Hansbrough made a controversial defensive stop in the final seconds as top-ranked North Carolina beat the Hokies 79-76 in the Atlantic Coast Conference Tournament. But even before Tech coach Seth Greenberg could begin complaining about preferential treatment by the officials (although he did throw his coat), Hansbrough was running off the court. Confusion ensued.

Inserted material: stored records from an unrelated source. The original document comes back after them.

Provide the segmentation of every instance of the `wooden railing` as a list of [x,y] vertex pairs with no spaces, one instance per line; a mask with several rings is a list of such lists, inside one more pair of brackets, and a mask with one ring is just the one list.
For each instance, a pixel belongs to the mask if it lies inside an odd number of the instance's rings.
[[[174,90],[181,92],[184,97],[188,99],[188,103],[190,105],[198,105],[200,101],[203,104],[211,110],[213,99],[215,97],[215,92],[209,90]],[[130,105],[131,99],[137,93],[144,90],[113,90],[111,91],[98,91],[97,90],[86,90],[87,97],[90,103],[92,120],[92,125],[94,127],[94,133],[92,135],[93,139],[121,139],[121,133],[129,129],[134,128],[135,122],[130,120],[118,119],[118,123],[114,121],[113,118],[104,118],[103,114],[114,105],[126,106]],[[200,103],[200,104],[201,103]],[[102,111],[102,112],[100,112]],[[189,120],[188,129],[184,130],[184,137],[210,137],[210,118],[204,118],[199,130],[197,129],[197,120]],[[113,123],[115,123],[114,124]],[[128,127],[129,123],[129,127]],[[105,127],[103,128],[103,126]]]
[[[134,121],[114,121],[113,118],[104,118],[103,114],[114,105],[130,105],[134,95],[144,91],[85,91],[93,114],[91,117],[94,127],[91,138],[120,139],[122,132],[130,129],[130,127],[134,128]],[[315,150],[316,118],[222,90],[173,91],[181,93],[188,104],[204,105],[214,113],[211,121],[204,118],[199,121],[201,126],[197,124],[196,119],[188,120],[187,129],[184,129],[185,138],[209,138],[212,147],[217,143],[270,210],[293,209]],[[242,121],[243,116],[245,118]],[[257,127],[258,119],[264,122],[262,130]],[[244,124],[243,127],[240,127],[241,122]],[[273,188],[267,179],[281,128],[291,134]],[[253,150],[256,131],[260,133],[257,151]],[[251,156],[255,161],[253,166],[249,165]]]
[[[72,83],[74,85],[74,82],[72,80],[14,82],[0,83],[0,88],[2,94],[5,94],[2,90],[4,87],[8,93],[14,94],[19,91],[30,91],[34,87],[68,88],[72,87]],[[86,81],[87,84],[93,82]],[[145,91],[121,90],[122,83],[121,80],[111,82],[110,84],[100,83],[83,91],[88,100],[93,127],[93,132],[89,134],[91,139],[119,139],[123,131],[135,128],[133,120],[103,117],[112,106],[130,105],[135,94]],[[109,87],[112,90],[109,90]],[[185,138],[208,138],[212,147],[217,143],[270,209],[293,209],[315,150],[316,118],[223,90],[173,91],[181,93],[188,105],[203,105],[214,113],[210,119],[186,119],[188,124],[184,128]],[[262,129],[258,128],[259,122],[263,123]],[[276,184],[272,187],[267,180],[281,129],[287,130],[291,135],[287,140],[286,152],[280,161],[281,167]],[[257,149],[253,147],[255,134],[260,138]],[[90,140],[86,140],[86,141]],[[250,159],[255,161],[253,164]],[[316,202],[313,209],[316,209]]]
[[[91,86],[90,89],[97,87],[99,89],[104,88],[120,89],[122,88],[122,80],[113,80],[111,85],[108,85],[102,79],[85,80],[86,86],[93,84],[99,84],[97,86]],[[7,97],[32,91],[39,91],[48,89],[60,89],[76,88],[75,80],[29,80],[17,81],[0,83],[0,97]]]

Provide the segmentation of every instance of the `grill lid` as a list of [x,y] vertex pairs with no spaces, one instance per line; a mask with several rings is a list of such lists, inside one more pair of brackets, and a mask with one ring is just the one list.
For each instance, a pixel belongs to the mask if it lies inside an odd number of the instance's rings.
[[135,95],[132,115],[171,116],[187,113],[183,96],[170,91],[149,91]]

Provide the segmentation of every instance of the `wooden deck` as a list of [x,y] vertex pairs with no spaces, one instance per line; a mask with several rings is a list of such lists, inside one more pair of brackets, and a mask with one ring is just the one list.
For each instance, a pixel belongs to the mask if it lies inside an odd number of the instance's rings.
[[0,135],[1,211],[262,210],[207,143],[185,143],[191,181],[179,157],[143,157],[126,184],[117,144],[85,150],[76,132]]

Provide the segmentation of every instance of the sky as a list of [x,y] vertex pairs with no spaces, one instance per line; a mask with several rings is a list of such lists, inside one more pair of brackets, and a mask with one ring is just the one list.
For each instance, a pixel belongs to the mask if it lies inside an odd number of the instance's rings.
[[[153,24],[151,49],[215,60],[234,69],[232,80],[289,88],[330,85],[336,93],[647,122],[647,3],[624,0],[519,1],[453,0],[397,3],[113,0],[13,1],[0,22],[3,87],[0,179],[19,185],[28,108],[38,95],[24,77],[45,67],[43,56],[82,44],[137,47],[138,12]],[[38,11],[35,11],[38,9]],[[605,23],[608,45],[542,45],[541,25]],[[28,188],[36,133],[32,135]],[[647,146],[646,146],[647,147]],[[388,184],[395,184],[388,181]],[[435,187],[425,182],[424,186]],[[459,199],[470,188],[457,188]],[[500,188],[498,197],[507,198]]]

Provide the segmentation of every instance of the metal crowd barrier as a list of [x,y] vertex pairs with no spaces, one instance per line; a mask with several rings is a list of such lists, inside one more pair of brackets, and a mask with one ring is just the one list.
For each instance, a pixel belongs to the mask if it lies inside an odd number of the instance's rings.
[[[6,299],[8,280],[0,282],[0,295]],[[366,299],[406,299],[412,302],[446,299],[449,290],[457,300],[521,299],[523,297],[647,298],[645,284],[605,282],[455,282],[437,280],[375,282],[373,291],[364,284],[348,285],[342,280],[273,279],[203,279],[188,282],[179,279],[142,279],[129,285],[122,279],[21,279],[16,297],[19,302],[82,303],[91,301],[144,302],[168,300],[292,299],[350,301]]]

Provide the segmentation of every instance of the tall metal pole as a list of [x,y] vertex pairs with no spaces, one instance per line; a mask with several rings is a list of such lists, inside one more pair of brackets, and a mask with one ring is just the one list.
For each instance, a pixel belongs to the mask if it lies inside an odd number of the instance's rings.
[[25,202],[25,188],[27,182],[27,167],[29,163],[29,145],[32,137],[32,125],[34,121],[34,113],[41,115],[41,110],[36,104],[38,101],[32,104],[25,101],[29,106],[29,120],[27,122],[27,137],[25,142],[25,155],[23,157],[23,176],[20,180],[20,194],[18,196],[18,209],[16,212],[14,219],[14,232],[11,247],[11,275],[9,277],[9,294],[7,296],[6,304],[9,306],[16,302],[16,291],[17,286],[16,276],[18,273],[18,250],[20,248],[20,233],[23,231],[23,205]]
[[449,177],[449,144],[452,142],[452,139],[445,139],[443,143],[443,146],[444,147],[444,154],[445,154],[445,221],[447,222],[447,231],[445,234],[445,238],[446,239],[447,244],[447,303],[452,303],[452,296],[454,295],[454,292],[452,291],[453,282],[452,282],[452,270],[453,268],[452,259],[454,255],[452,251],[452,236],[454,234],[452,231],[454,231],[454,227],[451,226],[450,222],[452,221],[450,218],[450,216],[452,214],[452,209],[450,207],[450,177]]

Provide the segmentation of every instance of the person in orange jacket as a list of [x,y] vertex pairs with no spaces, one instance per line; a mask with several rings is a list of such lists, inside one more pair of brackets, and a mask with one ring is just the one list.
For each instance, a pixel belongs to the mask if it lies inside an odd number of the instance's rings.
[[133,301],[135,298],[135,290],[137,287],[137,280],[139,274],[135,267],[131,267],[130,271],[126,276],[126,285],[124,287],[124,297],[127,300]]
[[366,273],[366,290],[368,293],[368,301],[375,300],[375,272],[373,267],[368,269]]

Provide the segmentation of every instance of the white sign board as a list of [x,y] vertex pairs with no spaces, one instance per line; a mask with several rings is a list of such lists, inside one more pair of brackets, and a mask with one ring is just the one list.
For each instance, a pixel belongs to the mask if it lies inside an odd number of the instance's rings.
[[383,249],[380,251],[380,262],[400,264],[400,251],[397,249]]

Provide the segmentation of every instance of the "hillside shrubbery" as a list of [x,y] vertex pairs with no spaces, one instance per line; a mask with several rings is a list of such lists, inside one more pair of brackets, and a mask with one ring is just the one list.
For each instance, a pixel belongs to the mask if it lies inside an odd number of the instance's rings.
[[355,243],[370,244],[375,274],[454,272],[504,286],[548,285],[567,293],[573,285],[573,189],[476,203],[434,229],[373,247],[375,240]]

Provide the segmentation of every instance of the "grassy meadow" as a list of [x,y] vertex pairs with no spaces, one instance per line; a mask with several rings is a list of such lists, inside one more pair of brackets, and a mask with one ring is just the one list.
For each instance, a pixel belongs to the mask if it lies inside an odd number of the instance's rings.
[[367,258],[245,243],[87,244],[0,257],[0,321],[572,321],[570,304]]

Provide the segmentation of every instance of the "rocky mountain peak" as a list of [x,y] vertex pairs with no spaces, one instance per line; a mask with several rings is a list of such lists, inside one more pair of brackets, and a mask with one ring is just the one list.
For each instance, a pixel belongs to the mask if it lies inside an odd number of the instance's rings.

After A.D. Vassallo missed a 3-pointer that would have forced overtime, Hansbrough sprinted toward the tunnel near the North Carolina bench. He ran into a group of cheerleaders, who steered him toward the proper Georgia Dome exit. "Yeah, everybody's laughing about that," Hansbrough said. "I knew it was the wrong tunnel, but I came back out, I saw some friends in the front row laughing about it. Everybody (on the team) was pointing and laughing. I said, 'OK, whatever.'"

Greenberg was less jovial when perusing the stats. Virginia Tech was called for 20 fouls, North Carolina 14. The Hokies never reached the bonus during the second half.

"I guess we foul and they don't," Greenberg said sarcastically.

NCAA Tournament not yours, VT.

Your ACC Tournament lineup: Wake Forest is playing Maryland now, teddy-bear lovable Duke takes on Boston College after that. UNC vs. Florida State tomorrow in the first semifinal. Duke-Maryland in the other semi? Get out your Scheyer big heads!